As per my calculations, I have calculated the response time of the low pass filter as shown below:
Chip Speed (Mhz) 1
Period(us : microSecond) 1
No of Process Cycles 16
Response time required (us) 16
Response time required (ns : NanoSeconds) 16000
Response time required (ms : MilliSeconds) 0.016
Response time required (Seconds) 0.000016 or 1.6E-5
I believe that if my RC circuit is slower than the above response time, then I will see a delayed response, which I should avoid.
Therefore, I choose the following Resistance and Capacitor values for my RC low pass filter.
R = 1 K
C = 5 nF
The cut-off frequency is calculated as :
fc = 31830.9886184[Hz]
The response time is calculated as:
1.1512925465E-5
Does all of the above sounds OK or am I off track here?
Best Answer
You have not thought this through. You have not specified exactly what sort of signal you expect to see, or how accurately you need to know it. But let's say it's a step function, and since you're using a 12-bit A/D, you need to know its' amplitude to 1 lsb. So, for a full-scale input step, your filter must settle to one part in 4096 in 16 msec. For a simple RC lowpass, the response to a step is an inverse exponential with a response proportional to e^-t/RC. For this to settle to 1/4096 will take about 9 time constants, so the 1/RC = 16 usec/9. In other words, you need C at about 560 pF rather than 5 nF.

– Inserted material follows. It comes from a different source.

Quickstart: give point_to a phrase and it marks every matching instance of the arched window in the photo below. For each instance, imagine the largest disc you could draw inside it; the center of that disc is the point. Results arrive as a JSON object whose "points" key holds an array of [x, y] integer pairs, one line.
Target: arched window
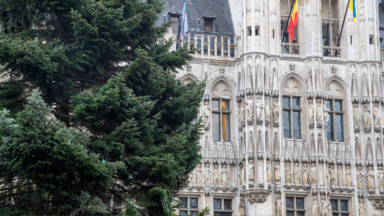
{"points": [[293, 103], [221, 112], [335, 108]]}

But all of this assumes that the signal behaves as a step, AND that you need perfect accuracy from the A/D. Note, for instance, that if the step occurs 8 usec before an A/D sample, your filter will not permit a perfect sample for 16 usec, but that sample will not occur until 24 usec after the step (8 usec to the first, inaccurate sample, then another 16 usec until the correct value is available). So you need to figure out exactly what accuracy you need, and when you need it. Only then can you design your filter.